BY MAYA KOSOFF
As the White House trained its attention on the spectacle surrounding the meeting of Donald Trump and Vladimir Putin in Helsinki, the Trump administration was largely ignoring a more potent danger back home. The Trump-Putin summit, after all, is mostly a media event—an opportunity for Trump to size up his adversary and, in the court of public opinion, try to convert him to a friend. Back in Washington, however, the bureaucrats, analysts, and officials responsible for resisting Russia’s clandestine actions are facing another threat: neglect. For the past 18 months, the Trump administration has been at war with itself over Russia—or, perhaps more accurately, at war with its Russophile president.
At the most prosaic level, the result has been a disorganized and often underfunded effort to counter Russian disinformation and other active measures, such as election hacking. The White House’s election-meddling task force, for instance, recently lost the 18-year F.B.I. veteran who was leading it, leaving some to question whether the group has the focus or support needed to carry out its mission. Last month, as The Wall Street Journal reports, the agent, Jeffrey Tricoli, left the White House to take a job at Charles Schwab. Former F.B.I. agent Clint Watts told the Journal the administration seemed indifferent to responding to such foreign threats. Instead of being pre-emptive, Watts said, the response from the White House to Russian election-meddling attempts had been indifferent, leaving the F.B.I. to be “reactive” in its responses to threats.
Those threats are more pressing now than ever, according to Dan Coats, the director of national intelligence. On Friday, the same day that 12 Russian nationals were indicted for alleged crimes related to the hacking and release of Democratic e-mails in the lead-up to the 2016 U.S. presidential election, Coats said the indictments were a warning that the Kremlin still poses a threat to the United States’ cyber-security. “The warning lights are blinking red again,” Coats said. “Today, the digital infrastructure that serves this country is literally under attack.” The U.S. is woefully underprepared for another Russian cyber-attack, and Trump reportedly chafes at the mention of Russian election meddling. After meeting with Putin last year, Trump told reporters, “You can only ask so many times. He said he didn’t meddle . . . every time he sees me, he says, ‘I didn’t do that.’ And I really believe that when he tells me that, he means it.” Trump even raised the prospect of forming “an impenetrable cyber-security unit” with Putin, “so that election hacking, and many other negative things, will be guarded and safe.” (The suggestion sparked an immediate bipartisan backlash, and Trump backed down.)
Trump, of course, is more than simply incurious about Russian interference: he sees efforts to address the 2016 hacking as an admission that he didn’t win the election fair and square—and therefore refuses to engage on the issue. “There is no evidence that could ever change Trump’s mind,” sources close to Trump recently told Axios, ahead of Monday’s summit. The president, these people explained, “just seems incapable of taking it seriously, and tells staff that is simply what nations do.” More than half a dozen sources said Trump “doesn’t take it anywhere near as seriously as some senior national security officials would like him to.”

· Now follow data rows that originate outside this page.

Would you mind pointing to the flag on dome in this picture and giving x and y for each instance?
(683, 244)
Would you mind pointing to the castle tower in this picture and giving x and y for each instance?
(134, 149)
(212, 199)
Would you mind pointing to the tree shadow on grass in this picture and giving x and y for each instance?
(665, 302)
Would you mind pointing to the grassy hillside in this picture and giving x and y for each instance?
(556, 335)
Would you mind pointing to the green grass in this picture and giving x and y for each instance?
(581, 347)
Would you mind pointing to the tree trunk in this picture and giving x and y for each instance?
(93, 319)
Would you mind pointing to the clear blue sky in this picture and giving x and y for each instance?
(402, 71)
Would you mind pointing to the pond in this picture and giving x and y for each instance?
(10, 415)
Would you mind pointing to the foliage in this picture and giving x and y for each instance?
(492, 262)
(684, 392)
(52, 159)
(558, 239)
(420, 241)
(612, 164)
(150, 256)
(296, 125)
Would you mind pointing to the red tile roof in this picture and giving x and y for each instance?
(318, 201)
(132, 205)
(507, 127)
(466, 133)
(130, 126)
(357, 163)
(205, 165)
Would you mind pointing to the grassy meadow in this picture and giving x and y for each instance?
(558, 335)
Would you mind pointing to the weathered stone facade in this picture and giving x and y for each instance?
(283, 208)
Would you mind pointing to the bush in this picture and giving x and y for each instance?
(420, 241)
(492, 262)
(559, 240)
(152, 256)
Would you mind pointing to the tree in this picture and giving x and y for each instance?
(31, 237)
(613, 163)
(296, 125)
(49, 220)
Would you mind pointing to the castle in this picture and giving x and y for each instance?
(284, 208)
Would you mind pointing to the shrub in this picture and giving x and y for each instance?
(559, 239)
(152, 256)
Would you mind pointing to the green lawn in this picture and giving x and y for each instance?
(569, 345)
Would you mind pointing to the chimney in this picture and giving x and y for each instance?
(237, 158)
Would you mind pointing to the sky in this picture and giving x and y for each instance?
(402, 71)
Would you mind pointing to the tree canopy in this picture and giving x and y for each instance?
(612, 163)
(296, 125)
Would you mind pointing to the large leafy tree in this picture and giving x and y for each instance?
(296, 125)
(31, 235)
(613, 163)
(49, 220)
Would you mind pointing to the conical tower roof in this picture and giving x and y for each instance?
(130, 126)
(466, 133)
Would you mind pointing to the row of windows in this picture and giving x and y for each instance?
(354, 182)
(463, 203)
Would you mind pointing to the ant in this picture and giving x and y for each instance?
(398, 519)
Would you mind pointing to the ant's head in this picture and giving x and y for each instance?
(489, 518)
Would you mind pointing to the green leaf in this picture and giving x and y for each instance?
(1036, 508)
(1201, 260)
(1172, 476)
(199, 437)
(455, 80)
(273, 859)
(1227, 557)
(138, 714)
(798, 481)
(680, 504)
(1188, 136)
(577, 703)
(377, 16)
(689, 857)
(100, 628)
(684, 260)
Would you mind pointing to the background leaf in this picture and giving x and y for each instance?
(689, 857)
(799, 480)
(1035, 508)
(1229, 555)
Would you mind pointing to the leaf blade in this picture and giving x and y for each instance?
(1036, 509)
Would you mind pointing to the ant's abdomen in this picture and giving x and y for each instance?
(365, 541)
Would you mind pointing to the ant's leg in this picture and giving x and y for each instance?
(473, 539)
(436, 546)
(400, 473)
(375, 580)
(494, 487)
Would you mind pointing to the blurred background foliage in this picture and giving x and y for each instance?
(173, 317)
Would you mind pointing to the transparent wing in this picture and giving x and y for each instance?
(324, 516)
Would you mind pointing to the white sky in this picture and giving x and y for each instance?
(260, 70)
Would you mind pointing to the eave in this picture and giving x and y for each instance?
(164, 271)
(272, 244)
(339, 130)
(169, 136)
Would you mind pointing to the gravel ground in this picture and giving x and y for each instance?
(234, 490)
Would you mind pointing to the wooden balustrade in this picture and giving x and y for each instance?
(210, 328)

Yet the evidence is clear. While none of the Russians indicted by the Justice Department have been tried—and are unlikely ever to see the inside of a U.S. courtroom—Trump’s own intelligence agencies are unanimous in their finding that Russia did deliberately interfere with the 2016 election. (There is some disagreement over whether Russia was always pulling for Trump to win, or whether Moscow was simply hoping to cause trouble.) Worse, the federal agencies tasked with monitoring and combating Russian spycraft are in agreement that Putin is almost certainly trying to meddle in the 2018 elections, too—and could launch an even more audacious attack in 2020. Last summer, it was revealed that Russian operatives hacked into voting systems in multiple U.S. states. Experts warn that other elements of U.S. electoral infrastructure could be vulnerable, too. “They’re still very active—in making preparations, at least—to influence public opinion again,” Feike Hacquebord, a security researcher at Trend Micro, told the Associated Press in January. The denialism that such interference ever happened, or could happen again, sets a dangerous precedent in the era of cyber-warfare. Trump’s disinterest is practically an invitation to foreign powers—not just Russia, but China, Israel, Saudi Arabia, and other technologically sophisticated nations with an interest in our politics—to put their thumb on the scale again next year. For either party to welcome campaign meddling—“We all do it,” Rand Paul said on Sunday—is to accept a world in which Americans can no longer have faith in the legitimacy of their vote.